Минута. Жанка сжимает кулаки. Ей хочется убежать отсюда как можно быстрее и подальше. Исчезнуть. Не терпеть больше. Закопать себя в землю. Забросить в небо. Сделать хоть что-нибудь. Вырезать свою сердцевину, покрошить на кусочки и скормить голодным псам.
— Слушай, — обижается Ирма Ивановна. — Не хочешь разговаривать — так и скажи. Тоже мне, недотрога.
— Ирма, не обижайся, я не очень хорошо себя чувствую.
На платформу тихо, словно змея, подползает киевская электричка. Жанка закрывает глаза. Всё. Конец.
Из электрички выходят пассажиры. Большинство из них — местные, и Жанка всех их знает. Ездили в Киев продавать молоко-сыр-сметану и, подзаработав денег, возвращаются назад, чтоб испортить Жанке жизнь.
— Жанка, как идёт торговля? — весёленьким басом заговаривает с ней здоровенный парень в чёрной кожаной куртке и в кроссовках “Abibas”.
— Хорошо, — еле слышно отвечает Жанка.
— Видно, не очень, раз отвечаешь так, будто уже умерла. Ну, сейчас поправим дела. А давай-ка мне пять. И смотри, чтоб самых лучших!
— Всего пять и осталось.
— Ну и повезло же мне! — радуется парень в куртке. — Я такой голодный, Жануся, что все десять съел бы.
Жанка анемично роется на дне картонной коробки, стоящей у неё в ногах, вынимает оттуда пять последних пирожков с картошкой и протягивает их голодному покупателю.
— Семь пятьдесят.
Ирма Ивановна неохотно встаёт со скамейки.
— Хорошо тебе, Жанка! Всё продала и теперь с чистой совестью идёшь домой отдыхать. А мне ещё три часа вкалывать.
— Да-да. Иду домой, — бормочет Жанка, быстро собирая свои пожитки. — Всё продала и с чистой совестью иду домой отдыхать.
— До завтра.
— До завтра, Ирма.
Жанка опрометью убегает с территории вокзала. Ноги как не свои. Из глаз невольно текут слёзы, испаряются и тут же оседают конденсатом на внутренней стороне очков. Жанка не видит, куда идёт. Давится слезами. Только уже возле дороги, там, где заканчивается последний из семи идентичных пивных киосков, позволяет себе разрыдаться.
Ещё один ненужный день, думает Жанка. Такой же, как вчера, и такой, как будет завтра. Боже, как тяжело терпеть!
Жанка на мгновение замедляет шаг, вытирает пальцем очки и заворачивает за угол одноэтажного строения с вывеской “Железный магазин”.
— За весь день, — бормочет Жанка, — он ни разу не посмотрел на меня.
Баба Вика открывает Жанке дверь. Жанка заходит в квартиру и разувается.
— Всё продала? — спрашивает баба Вика.
— Как всегда.
Жанка вынимает из кармана смятую охапку денег и кладёт на стол.
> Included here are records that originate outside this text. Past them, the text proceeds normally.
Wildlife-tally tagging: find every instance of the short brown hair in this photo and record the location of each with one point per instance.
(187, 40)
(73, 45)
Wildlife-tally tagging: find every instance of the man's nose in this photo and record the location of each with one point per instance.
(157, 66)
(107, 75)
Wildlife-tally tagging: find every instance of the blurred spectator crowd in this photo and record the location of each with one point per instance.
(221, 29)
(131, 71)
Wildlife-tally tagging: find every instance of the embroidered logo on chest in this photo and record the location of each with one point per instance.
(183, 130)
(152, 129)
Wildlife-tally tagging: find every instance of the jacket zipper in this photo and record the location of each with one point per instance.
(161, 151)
— Ты, Жанка, молодец. У тебя хорошо получается торговля. — Баба Вика пересчитывает купюры.
— На вокзале раскупается что угодно, Виктория Викторовна.
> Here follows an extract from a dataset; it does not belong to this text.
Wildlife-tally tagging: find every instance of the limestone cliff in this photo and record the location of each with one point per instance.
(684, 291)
— Ну не прибедняйся. Я пять лет продавала на вокзале семушки, так только раз или два продала всё, что у меня было.
Баба Вика одета в ситцевый халат без рукавов. Из подмышек свисают складки жира.
— Хочешь что-нибудь перекусить? — спрашивает баба Вика. — Пирожок с картошкой?
— Не-не! — вскрикивает Жанка.
Баба Вика хохочет.
— Знаете, — нерешительно говорит Жанка, — я давно хотела с вами потолковать. Про пирожки.
— А что с пирожками? — Баба Вика настораживается.
— С ними всё хорошо. Вы не переживайте. — Жанка грызёт кожицу возле ногтя на указательном пальце правой руки. — Я просто подумала... знаете, когда продаёшь, есть много свободного времени, всякое приходит в голову...
— Чего ты хочешь?! Не тяни, Жанка, я такое ненавижу!
— Как вы смотрите, Виктория Викторовна, если?.. Что вы думаете про?.. Может?.. Я тут придумала... Давайте расширим бизнес, Виктория Викторовна!
Баба Вика остолбенело вытаращивается на Жанку:
— Что расширим???
— Бизнес.
— Как это? Ты тут умными словами меня с пути не сбивай. Поясни, а то я не понимаю, в чём смысл.
— Давайте продавать не только пирожки с картошкой. Вот что я хотела сказать.
Баба Вика всплёскивает ладонями и нервно ходит по комнате. Жанка прижимается к стене.